It’s almost shocking that no one thought to make a comedy staring Steve Carell and Tina Fey until now. It’s just too bad that Date Night was the movie that this perfect team was paired up to helm. Shawn Levy’s film of a bored New Jersey couple that steals another couple’s dinner reservation lacks the humor to support these two powerhouse comedians. He is more inclined to direct family comedies such as both Night at the Museum films, Cheaper by the Dozen and The Pink Panther.
In Date Night, Phil and Claire Foster (Carell and Fey) are your average middle class married couple with two kids and demanding jobs that seem to lack the free time and energy to break from the routine of their day to day. After noticing their married friends suffer from the same situation and are separating they decide to do something different to add something new to their lives.
Up into this point in the plot is engaging and entertaining. But when it becomes another film, we are left with only concessions to give any sense of comfort.
The Fosters attend a very chic restaurant, where it is impossible to get a table, (something that in New York may be commonplace but here in the Salt Lake valley is a very foreign concept.) When two thugs take them into the alley and threaten to kill them or hand over a flash drive the film no longer is a comedy but an action film that tries to use comedy as its vehicle. Well, it lacks to gas to make it very far.
The action that is thrown in feels very alien and poorly executed. The jokes feel timed, almost forced events that don’t really feel that spontaneous and off the cuff. At times they seem almost dumb downed for a younger crowd, oh yeah it’s PG-13.

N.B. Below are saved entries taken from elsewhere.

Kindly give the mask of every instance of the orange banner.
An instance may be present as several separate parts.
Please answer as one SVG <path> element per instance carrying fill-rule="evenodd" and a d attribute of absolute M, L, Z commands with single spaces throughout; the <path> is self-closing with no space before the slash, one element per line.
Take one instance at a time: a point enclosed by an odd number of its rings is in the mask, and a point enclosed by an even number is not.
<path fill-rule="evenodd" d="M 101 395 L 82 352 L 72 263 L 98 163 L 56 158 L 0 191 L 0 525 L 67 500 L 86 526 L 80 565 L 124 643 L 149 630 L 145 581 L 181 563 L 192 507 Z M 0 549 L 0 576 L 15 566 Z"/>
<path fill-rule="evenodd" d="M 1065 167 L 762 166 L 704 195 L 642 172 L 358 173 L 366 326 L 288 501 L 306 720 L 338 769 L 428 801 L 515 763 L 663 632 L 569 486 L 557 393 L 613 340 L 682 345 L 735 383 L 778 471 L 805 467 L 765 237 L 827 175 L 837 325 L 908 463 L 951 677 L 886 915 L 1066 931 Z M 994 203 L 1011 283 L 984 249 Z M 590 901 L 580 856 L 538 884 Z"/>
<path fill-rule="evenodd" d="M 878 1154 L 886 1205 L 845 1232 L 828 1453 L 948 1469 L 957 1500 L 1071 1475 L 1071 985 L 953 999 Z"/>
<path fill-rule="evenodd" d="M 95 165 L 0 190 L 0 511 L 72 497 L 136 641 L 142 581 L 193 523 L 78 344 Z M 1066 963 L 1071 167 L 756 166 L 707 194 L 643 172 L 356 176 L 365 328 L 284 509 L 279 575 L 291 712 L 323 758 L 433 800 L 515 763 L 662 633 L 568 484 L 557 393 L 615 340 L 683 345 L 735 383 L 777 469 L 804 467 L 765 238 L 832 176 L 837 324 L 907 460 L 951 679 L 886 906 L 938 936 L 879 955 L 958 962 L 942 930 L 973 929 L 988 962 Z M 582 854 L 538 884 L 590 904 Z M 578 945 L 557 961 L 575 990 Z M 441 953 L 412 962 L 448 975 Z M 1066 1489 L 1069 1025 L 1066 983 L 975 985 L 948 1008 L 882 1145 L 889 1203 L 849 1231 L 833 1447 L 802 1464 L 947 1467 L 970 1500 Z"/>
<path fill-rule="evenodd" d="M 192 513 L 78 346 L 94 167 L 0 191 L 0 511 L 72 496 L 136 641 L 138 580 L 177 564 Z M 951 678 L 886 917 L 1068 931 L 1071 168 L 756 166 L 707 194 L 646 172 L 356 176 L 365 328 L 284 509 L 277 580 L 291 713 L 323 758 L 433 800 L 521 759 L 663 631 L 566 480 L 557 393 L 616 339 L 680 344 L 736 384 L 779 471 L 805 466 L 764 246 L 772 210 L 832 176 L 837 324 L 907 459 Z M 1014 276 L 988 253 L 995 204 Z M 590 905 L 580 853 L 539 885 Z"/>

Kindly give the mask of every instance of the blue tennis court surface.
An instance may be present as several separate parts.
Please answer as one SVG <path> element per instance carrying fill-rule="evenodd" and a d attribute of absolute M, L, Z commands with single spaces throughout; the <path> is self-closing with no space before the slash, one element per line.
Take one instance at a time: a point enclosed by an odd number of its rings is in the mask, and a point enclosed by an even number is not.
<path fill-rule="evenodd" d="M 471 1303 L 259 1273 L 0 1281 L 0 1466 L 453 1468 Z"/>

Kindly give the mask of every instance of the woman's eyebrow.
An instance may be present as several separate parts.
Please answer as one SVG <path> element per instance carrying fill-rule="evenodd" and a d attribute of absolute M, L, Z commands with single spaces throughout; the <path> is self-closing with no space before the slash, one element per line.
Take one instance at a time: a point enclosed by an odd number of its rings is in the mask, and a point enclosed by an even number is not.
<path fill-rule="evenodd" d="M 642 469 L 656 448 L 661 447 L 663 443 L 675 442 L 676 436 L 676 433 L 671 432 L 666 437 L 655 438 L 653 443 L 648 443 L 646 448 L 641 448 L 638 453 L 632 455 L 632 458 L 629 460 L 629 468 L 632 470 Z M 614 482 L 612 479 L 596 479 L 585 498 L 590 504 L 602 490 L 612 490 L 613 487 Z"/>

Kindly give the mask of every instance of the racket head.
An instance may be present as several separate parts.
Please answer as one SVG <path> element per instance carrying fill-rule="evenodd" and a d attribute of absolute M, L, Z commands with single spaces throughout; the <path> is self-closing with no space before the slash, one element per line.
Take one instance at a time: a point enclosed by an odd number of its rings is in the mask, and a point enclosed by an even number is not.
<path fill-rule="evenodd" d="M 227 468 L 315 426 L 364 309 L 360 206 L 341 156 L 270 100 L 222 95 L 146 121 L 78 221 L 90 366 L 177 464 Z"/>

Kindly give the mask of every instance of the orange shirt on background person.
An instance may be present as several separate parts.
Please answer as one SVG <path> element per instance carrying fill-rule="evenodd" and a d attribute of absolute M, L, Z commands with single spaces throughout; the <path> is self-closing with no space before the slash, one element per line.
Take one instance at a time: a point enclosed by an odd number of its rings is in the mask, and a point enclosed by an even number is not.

Casting on Date Night was excellent and couldn’t be more than anyone would ask for, except Mark Wahlberg, how is this clown still acting? Most of the biggest name supporting actors had roles that where on screen for less than a handful of minutes. The cast was it’s best commodity and it was poorly used.
As for that irony I mentioned above. It saddens me to think of all the bored married couples that are going to go see this movie and be let down. Here is a concept that has great possibilities and a stellar cast but is a product of mediocre direction.
The hope is that this is not the last time we see Tina Fey and Steve Carell together in a movie. Their natural chemistry is too powerful to be deigned, or wasted. There is a saying that is tossed around in regards to films like this, “great idea, bad execution.”
Rated PG-13 for sexual and crude content throughout, language, some violence and a drug reference.